On wikipedia it says an example of a non-measurable set cannot be exhibited, although they do exist.
I was curious what premises lead to this conclusion, and whether there are ways to exhibit non-measurable sets, for example with less conventional axioms such as anti foundation.
In non-well-founded set theory, sets can EXIST not found in well-founded set theory. But can it also EXHIBIT some well-founded sets which are found in well-founded set theory but cannot be exhibited in well-founded theories?
The issue seems to stem from the ambiguity of "exhibit," so let me first try to pin that down.
Under reasonable hypotheses there is a model $M$ of ZFC such that:
$M$ thinks there is a non-measurable set of reals (this is for free, since $M$ satisfies ZFC), but
Every parameter-freely definable set of reals in $M$ is measurable - more precisely, for each formula $\varphi(x)$ in the language of set theory such that $M$ thinks there is exactly one set of reals satisfying $\varphi$, we have that $M$ thinks that that set is measurable.
In particular, under these reasonable hypotheses there is no formula $\varphi$ such that ZFC proves "$\varphi$ defines a unique set of reals and that set is non-measurable." Moreover, by upgrading those hypotheses we can make $M$ a model of any large cardinal axiom I'm aware of.
Now what about a theory of the form ZFC$^-$ + $A$, where $A$ is some antifoundation axiom (e.g. Aczel's $AFA$)?
The answer, in every instance I'm aware of, is that nothing changes - and this is a consequence of the definability arguments we use to establish the consistency of such a theory.
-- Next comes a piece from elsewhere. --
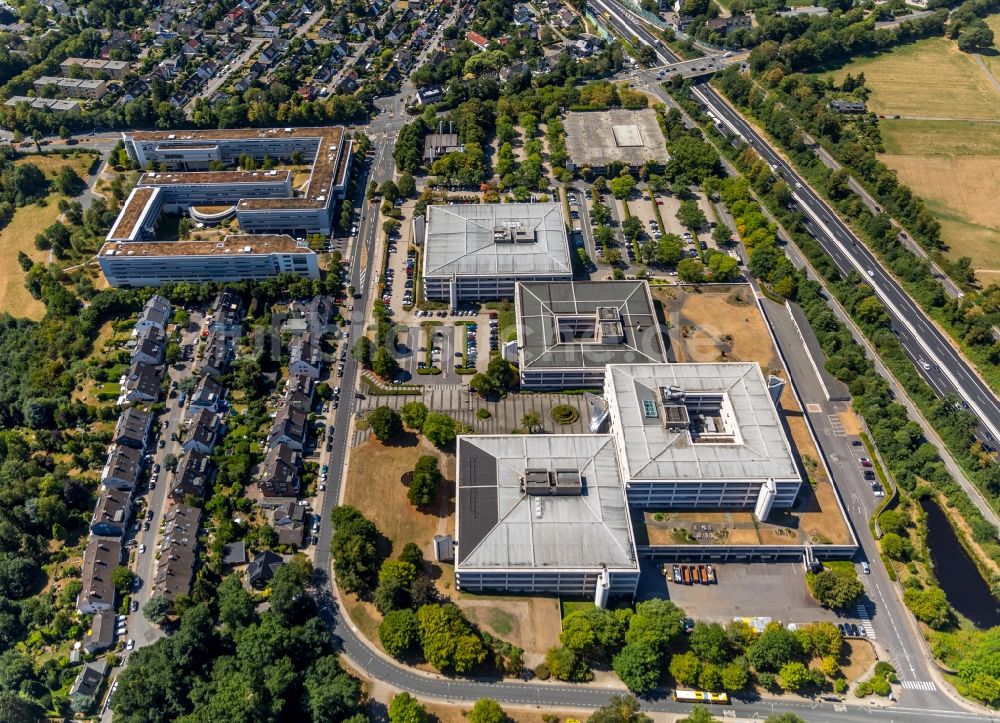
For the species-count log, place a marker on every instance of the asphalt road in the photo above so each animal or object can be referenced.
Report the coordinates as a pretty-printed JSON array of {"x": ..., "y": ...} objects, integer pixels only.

Specifically, in every case I'm aware of we prove the consistency of ZFC$^-$ + $A$ relative to that of ZFC (perhaps plus some large cardinaly hypothesis $*$) by showing how any model $N$ of ZFC (+ $*$) "definably interprets" a model $N'$ of ZFC$^-$ + $A$, and we get for free (looking at this interpretation) that $WF(N')$ (= the well-founded part of $N'$) is isomorphic to $N$ definably in $N$. The result is that any parameter-freely-definable-in-$N'$ subset of $WF(N')$ is already parameter-freely definable in $WF(N')$ - and since measurability is calculated in the well-founded part, putting all this together we get that a parameter-freely-definable non-measurable set in $N'$ yields (indeed, "is") a parameter-freely definable non-measurable set in $N$.